EigentSearch-Q+: Enhancing Deep Research Agents with Structured Reasoning Tools
2026-04-09 • Artificial Intelligence
Artificial Intelligence
AI summaryⓘ
The authors developed Q+, a set of tools that helps AI agents search the web more carefully and organize information better when answering complex questions. They combined Q+ with Eigent, an open-source system that uses multiple AI helpers to get things done on computers. Testing on several benchmarks showed that Q+ improved the accuracy of Eigent's web search for different AI models. Their examples also suggest that Q+ helps the AI plan searches more clearly and handle evidence in a more understandable way.
AI agentsweb searchquery planningevidence aggregationmulti-agent systemsbenchmarkslanguage modelsEigentinformation retrievaltool-calling trajectories
Authors
Boer Zhang, Mingyan Wu, Dongzhuoran Zhou, Yuqicheng Zhu, Wendong Fan, Puzhen Zhang, Zifeng Ding, Guohao Li, Yuan He
Abstract
Deep research requires reasoning over web evidence to answer open-ended questions, and it is a core capability for AI agents.
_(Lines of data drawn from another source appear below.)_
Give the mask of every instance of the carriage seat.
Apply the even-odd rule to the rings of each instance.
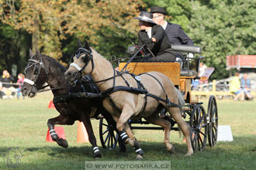
[[[181,70],[181,76],[197,76],[197,72],[194,70]]]
[[[197,53],[197,54],[201,53],[200,46],[171,44],[171,49],[173,49],[174,51],[182,52],[182,53]]]

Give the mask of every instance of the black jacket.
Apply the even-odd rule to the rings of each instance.
[[[168,22],[165,32],[171,44],[193,46],[193,41],[185,33],[181,26]]]
[[[140,47],[146,44],[146,49],[150,49],[155,56],[164,54],[167,50],[171,49],[171,42],[162,26],[156,25],[152,27],[152,37],[155,38],[157,42],[153,42],[145,30],[140,30],[138,33],[138,46]]]
[[[9,77],[6,77],[5,76],[2,76],[1,78],[0,78],[0,81],[2,83],[12,83],[14,80],[14,78],[10,75]],[[6,88],[9,88],[12,85],[11,84],[2,84],[2,87],[6,87]]]

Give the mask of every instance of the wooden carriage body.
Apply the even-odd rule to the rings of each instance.
[[[126,64],[126,63],[120,63],[119,66],[119,70],[121,70]],[[127,66],[127,70],[129,72],[134,74],[140,74],[150,71],[157,71],[165,74],[172,81],[174,85],[182,93],[184,100],[186,103],[191,104],[192,102],[191,100],[191,81],[192,79],[195,78],[197,73],[195,73],[195,76],[186,76],[186,73],[185,72],[184,73],[184,71],[182,71],[181,73],[180,68],[181,66],[179,63],[166,62],[130,63]],[[189,75],[189,71],[188,73]]]

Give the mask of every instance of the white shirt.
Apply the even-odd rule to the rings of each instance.
[[[147,31],[146,31],[147,35],[148,35],[148,38],[151,38],[151,32],[152,32],[152,28],[150,28],[150,29],[148,29]]]
[[[164,24],[162,26],[162,27],[164,30],[166,29],[167,24],[168,24],[167,21],[164,21]]]

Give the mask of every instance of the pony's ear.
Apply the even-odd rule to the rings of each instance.
[[[30,59],[34,56],[34,54],[33,53],[33,51],[31,50],[31,49],[29,49],[29,56]]]
[[[39,55],[40,53],[39,53],[38,49],[36,49],[36,55]]]
[[[82,46],[81,46],[81,41],[80,41],[79,39],[78,39],[78,46],[79,46],[79,48],[80,48],[80,47],[82,47]]]
[[[89,43],[85,40],[85,48],[87,49],[90,49],[90,46],[89,46]]]

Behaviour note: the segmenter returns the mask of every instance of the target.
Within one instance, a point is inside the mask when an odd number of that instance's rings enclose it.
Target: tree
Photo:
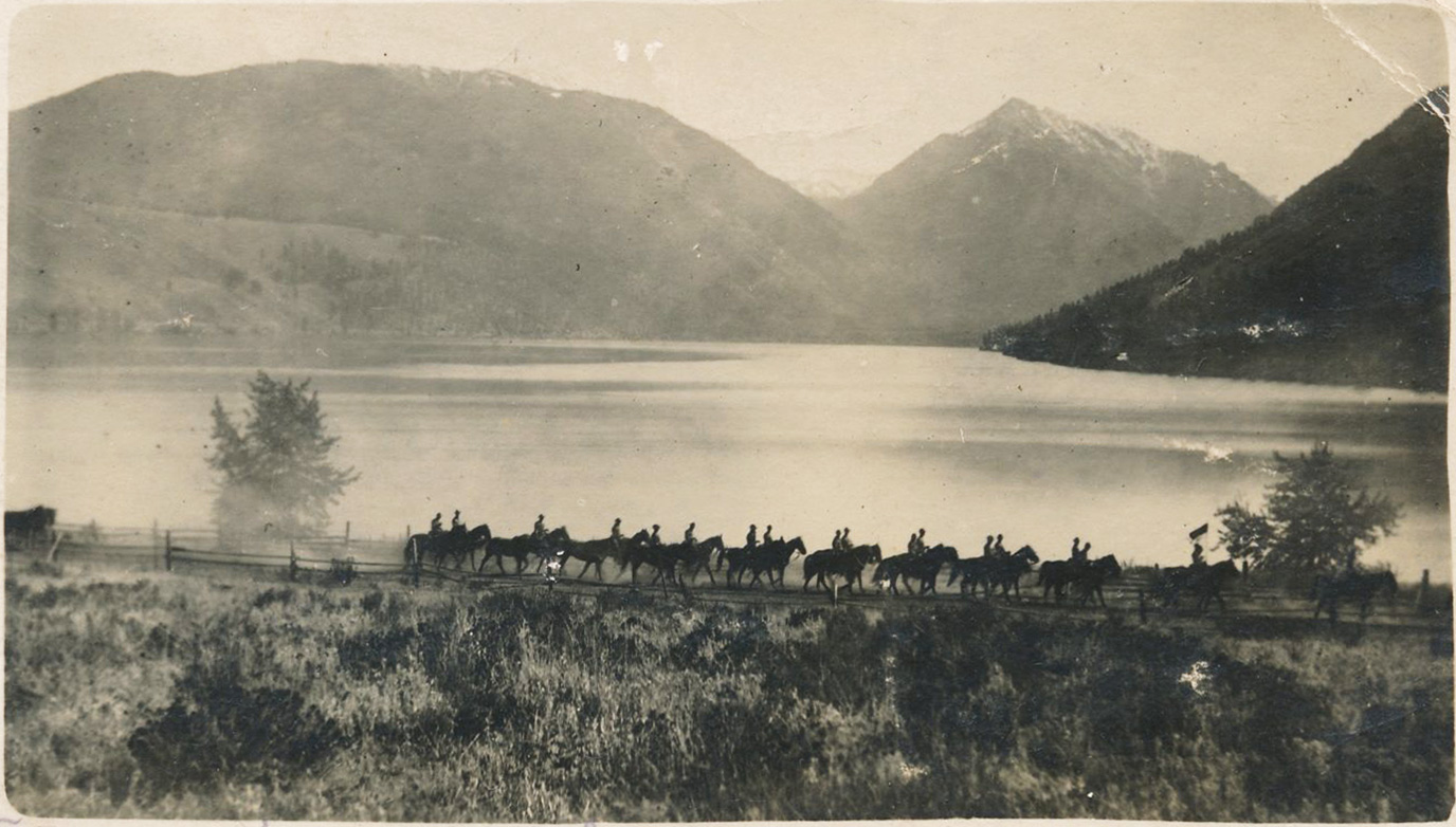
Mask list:
[[[323,425],[317,392],[304,380],[277,381],[258,371],[248,386],[249,409],[239,428],[213,400],[213,453],[207,463],[221,475],[213,504],[218,534],[298,537],[328,524],[329,507],[358,479],[338,469],[329,453],[339,441]]]
[[[1274,453],[1265,511],[1239,502],[1219,510],[1220,540],[1235,558],[1267,569],[1316,571],[1354,565],[1380,537],[1395,533],[1401,507],[1358,485],[1354,467],[1328,443],[1297,457]]]

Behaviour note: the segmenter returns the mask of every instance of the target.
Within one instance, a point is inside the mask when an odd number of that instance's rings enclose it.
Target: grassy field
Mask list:
[[[36,817],[1439,820],[1449,638],[12,566]],[[1307,628],[1302,628],[1307,629]]]

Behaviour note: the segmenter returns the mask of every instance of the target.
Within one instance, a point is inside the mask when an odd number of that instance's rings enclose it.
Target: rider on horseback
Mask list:
[[[1082,546],[1080,543],[1082,543],[1082,537],[1072,537],[1072,562],[1075,562],[1075,563],[1085,563],[1085,562],[1088,562],[1088,549],[1092,547],[1092,542],[1091,540],[1085,546]]]
[[[925,553],[925,529],[920,529],[919,533],[910,534],[910,542],[906,543],[906,553],[911,558],[917,558]]]

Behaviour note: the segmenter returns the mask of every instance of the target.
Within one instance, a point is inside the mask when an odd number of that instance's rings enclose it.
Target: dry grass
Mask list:
[[[31,815],[1436,820],[1449,649],[926,606],[6,579]],[[1434,652],[1434,654],[1433,654]]]

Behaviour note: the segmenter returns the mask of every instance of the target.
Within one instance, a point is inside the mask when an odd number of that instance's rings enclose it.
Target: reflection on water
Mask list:
[[[165,357],[12,361],[7,507],[207,524],[211,399],[240,408],[262,365],[320,390],[339,457],[363,473],[335,508],[355,536],[460,508],[496,533],[545,511],[578,536],[620,515],[671,537],[690,520],[699,537],[729,540],[773,524],[811,549],[850,526],[900,549],[923,526],[962,553],[1003,533],[1064,556],[1077,534],[1093,553],[1174,563],[1219,505],[1258,501],[1271,451],[1328,440],[1405,504],[1373,559],[1404,577],[1444,579],[1450,566],[1443,396],[949,348],[431,342]]]

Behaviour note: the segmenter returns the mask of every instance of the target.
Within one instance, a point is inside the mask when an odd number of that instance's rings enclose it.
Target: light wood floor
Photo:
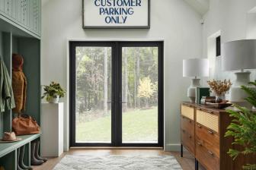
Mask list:
[[[181,164],[184,170],[194,169],[194,158],[187,152],[184,152],[184,157],[181,158],[180,153],[165,152],[162,150],[130,150],[130,149],[71,149],[69,152],[64,153],[59,158],[50,158],[49,160],[40,166],[34,166],[34,170],[51,170],[66,155],[173,155]],[[200,169],[203,169],[200,167]]]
Yet many deep research agents still rely on implicit, unstructured search behavior that causes redundant exploration and brittle evidence aggregation. Motivated by Anthropic's "think" tool paradigm and insights from the information-retrieval literature, we introduce Q+, a set of query and evidence processing tools that make web search more deliberate by guiding query planning, monitoring search progress, and extracting evidence from long web snapshots. We integrate Q+ into the browser sub-agent of Eigent, an open-source, production-ready multi-agent workforce for computer use, yielding EigentSearch-Q+. Across four benchmarks (SimpleQA-Verified, FRAMES, WebWalkerQA, and X-Bench DeepSearch), Q+ improves Eigent's browser agent benchmark-size-weighted average accuracy by 3.0, 3.8, and 0.6 percentage points (pp) for GPT-4.1, GPT-5.1, and Minimax M2.5 model backends, respectively. Case studies further suggest that EigentSearch-Q+ produces more coherent tool-calling trajectories by making search progress and evidence handling explicit.